How do I use two factor authentication (2FA)?
Two-factor authentication (2FA) adds an additional step to logging in for increased security. You can use either SMS messages or app authentication, to retrieve a code you will need for logging in to your Postmark account. 2FA can be enabled by all user types and is recommended for security. It's also possible to require all users on an account to use 2FA.
Setup#
- While logged into your Postmark account, select your name in the top right then choose Profile to access your user settings.
- Scroll down to the Security area and select Turn on next to Two-factor authentication.
- Confirm your password.
- Choose Set up for either App Authentication or SMS authentication.
- Once your authentication method is confirmed, download your backup codes and save these in a secure location.These are important to gain access to your account in case you change your phone number or lose your phone.
- After the setup process is complete, you can add an additional authentication method (either App or SMS authentication).
Make App authentication the primary method#
- While logged into your Postmark account, select your name in the top right then choose Profile to access your user settings.
- Scroll down to the Security area and select Manage next to Two-factor authentication.
- Enter your password to confirm.
- Then select Set as primary for App authentication.
Postmark supports Google Authenticator, Authy and 1Password.
Logging In#
Once 2FA has been enabled, the next time you log in you will need to enter in a code after using your username and password to log in.
Retrieving Backup Codes#
If you did not save your backup codes when completing the 2FA setup, you can still retrieve them.
- While logged into your Postmark account, select your name in the top right then choose Profile to access your user settings.
- Scroll down to the Security area and select Manage next to Two-factor authentication.
- Enter your password to confirm.
- Then select View codes.
- Your backup codes will then be available to download or print.
Require 2FA for all Users#
It's possible to require all users on an account to use 2FA.
- While logged into your Postmark account, select Account from the top header.
- Choose Require 2FA on the Account Overview page.
- Confirm the User password.
- The next time a user without 2FA enabled logs in, they're prompted to set-up 2FA.
Note: The user requiring 2FA must already have 2FA set-up.
Viewing Users’ 2FA Settings#
If you are the account owner, you can see who has 2FA enabled while viewing
Users. You can use this area to quickly see who has enabled or disabled 2FA.
SMS Limitations#
Due to local regulations, we are unable to send SMS messages to some countries:
- Russia.
- Starting July 31st, 2023 we are unable to send SMS messages to Singapore. We have paused the ability to add new Singapore numbers, while previously added numbers will work until July 31st, 2023.
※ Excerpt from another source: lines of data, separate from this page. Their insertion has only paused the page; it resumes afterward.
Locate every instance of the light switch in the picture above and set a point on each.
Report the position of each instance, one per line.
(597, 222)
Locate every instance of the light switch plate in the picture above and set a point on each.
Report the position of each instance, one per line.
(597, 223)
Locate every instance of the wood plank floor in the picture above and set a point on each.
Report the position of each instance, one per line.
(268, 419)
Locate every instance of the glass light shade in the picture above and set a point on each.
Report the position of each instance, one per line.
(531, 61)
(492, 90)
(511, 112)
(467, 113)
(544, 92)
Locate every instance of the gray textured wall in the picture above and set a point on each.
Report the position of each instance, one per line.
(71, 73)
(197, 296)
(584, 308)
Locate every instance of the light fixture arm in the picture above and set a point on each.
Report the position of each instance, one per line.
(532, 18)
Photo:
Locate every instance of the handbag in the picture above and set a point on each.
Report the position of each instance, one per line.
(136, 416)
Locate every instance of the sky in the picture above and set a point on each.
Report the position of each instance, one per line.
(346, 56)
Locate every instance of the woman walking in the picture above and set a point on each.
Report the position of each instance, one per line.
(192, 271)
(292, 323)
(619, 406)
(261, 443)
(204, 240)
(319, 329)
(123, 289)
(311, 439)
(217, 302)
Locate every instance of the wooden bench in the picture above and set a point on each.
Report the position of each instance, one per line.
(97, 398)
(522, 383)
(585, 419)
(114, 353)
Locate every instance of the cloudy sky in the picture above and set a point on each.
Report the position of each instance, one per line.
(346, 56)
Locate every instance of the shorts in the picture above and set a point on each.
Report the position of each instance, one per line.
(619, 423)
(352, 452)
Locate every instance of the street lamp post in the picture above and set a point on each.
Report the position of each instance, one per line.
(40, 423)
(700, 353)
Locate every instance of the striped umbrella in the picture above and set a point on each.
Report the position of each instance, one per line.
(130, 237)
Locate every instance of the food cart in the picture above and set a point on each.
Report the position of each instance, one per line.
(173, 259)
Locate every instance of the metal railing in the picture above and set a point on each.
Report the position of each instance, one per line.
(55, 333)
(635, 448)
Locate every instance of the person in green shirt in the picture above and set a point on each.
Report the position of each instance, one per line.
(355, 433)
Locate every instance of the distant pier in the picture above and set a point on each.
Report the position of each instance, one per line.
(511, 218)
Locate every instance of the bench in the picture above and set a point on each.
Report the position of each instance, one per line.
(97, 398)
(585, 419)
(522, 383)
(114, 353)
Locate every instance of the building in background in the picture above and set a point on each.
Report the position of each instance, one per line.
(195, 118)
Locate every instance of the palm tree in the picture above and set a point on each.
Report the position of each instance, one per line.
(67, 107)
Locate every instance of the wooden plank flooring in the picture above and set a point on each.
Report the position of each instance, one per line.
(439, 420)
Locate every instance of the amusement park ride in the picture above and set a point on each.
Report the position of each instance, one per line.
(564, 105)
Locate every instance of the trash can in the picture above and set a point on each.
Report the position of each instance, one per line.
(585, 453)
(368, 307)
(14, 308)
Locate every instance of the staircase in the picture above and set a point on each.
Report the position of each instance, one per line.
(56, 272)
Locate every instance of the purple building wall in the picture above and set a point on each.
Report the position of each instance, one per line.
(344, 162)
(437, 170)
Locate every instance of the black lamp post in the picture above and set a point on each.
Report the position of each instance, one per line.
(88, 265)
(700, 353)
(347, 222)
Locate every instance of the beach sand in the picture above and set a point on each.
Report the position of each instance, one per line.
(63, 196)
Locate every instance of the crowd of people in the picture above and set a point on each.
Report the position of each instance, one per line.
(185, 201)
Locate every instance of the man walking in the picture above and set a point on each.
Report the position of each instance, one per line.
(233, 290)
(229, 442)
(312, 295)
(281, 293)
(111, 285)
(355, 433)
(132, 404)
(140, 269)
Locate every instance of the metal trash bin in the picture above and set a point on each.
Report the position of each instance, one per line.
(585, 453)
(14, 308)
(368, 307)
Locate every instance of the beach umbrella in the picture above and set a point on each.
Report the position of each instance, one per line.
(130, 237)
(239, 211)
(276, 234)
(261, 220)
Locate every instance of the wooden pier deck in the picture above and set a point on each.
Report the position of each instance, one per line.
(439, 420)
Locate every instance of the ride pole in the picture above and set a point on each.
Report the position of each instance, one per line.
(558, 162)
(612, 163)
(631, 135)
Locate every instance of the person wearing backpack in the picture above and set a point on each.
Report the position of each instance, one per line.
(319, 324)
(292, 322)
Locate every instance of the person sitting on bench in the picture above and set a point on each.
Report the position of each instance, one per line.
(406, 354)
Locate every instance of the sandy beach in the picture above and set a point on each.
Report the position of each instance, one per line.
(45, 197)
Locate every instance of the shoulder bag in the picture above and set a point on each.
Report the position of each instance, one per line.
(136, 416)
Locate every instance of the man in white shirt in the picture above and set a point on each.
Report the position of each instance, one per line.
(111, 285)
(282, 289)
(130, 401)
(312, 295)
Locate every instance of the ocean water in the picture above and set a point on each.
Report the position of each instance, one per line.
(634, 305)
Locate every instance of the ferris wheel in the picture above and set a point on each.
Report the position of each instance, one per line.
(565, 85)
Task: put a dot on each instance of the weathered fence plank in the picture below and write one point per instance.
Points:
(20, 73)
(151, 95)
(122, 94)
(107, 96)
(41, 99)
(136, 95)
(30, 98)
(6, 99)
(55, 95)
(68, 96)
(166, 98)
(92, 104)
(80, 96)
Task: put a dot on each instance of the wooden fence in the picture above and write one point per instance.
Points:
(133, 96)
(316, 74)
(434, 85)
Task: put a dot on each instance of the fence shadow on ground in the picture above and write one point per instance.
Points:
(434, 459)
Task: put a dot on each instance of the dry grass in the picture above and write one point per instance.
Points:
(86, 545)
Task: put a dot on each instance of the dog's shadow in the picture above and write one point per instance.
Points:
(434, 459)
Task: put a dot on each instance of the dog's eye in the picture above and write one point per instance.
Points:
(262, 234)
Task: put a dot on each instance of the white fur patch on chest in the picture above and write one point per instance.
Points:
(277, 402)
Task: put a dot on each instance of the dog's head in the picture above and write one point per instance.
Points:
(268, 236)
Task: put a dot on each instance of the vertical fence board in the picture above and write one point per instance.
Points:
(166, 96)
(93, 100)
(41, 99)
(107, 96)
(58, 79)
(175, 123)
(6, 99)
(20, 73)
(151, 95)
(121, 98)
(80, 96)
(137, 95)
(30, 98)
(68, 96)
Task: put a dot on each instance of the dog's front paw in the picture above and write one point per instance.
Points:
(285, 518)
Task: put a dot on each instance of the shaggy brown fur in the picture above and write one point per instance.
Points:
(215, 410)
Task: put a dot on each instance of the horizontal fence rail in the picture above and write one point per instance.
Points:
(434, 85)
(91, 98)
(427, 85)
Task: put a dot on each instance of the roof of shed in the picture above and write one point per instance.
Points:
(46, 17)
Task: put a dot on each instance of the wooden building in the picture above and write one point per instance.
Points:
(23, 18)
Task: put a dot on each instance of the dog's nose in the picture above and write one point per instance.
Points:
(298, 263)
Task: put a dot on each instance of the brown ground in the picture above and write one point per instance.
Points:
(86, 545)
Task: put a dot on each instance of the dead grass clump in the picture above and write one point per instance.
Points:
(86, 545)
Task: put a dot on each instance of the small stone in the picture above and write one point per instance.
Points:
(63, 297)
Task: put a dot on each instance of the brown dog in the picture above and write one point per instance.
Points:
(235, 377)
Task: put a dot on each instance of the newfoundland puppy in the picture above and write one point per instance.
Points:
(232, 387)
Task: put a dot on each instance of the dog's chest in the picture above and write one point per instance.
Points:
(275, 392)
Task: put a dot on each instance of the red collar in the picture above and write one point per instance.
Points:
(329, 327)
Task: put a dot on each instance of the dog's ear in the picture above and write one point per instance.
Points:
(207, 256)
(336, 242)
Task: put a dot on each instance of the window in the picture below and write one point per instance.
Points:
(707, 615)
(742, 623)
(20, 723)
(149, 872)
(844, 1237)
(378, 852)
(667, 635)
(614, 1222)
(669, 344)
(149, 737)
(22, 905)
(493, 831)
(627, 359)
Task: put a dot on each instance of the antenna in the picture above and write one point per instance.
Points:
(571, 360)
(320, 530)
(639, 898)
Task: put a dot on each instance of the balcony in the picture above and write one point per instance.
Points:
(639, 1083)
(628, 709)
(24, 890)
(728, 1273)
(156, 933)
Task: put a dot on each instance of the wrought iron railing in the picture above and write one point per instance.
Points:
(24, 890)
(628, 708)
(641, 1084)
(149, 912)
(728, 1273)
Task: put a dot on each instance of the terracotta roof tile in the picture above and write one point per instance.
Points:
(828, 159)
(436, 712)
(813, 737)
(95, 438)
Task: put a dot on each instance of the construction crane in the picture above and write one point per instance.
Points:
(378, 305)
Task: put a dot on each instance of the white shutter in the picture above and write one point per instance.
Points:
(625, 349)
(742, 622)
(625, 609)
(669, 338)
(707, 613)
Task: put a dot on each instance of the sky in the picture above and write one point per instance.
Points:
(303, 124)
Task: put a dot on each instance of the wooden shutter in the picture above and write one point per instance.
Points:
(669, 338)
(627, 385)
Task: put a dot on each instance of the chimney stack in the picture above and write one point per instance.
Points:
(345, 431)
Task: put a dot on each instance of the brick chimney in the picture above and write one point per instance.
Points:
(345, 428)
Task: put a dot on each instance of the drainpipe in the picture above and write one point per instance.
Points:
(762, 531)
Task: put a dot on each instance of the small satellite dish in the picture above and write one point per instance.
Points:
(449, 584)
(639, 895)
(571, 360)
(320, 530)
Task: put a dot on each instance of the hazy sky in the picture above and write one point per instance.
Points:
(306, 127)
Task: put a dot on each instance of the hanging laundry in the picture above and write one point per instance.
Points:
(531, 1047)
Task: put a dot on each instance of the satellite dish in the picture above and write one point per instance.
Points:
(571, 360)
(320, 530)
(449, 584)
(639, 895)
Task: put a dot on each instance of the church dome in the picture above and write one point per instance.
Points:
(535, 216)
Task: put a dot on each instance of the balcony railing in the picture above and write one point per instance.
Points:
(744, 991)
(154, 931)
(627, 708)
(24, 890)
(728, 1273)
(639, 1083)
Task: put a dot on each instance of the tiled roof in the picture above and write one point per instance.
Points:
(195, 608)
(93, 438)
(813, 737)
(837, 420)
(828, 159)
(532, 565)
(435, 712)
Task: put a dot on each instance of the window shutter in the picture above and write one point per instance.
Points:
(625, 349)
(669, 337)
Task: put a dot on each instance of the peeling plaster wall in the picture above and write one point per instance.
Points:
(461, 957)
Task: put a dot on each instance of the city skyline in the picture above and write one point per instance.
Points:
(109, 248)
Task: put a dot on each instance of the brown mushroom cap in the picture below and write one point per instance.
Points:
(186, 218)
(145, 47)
For countries where we are unable to send SMS messages, app-based authentication remains available.
Tips#
- Save your backup codes
- We don’t provide an option for using a backup number with SMS authentication. This means that if you change your phone number, you will need to use a backup code to get logged in and change your 2FA phone number.
- If you are traveling and unable to receive SMS messages, use a backup code to get logged in.
- If you are using app authentication and have a new phone without the app installed, you will need to use a backup code or an SMS text to get logged in.
What happens if I get locked out of my account?#
In the event you cannot use the authentication method you enabled for 2FA to get access to your account, you will need to use a backup code or the backup method of SMS. This is why it is very important that you save your backup codes for situations where you need them to get access to your account. Please contact our success team if you do not have a backup code and cannot complete the 2FA step using SMS or an authentication app.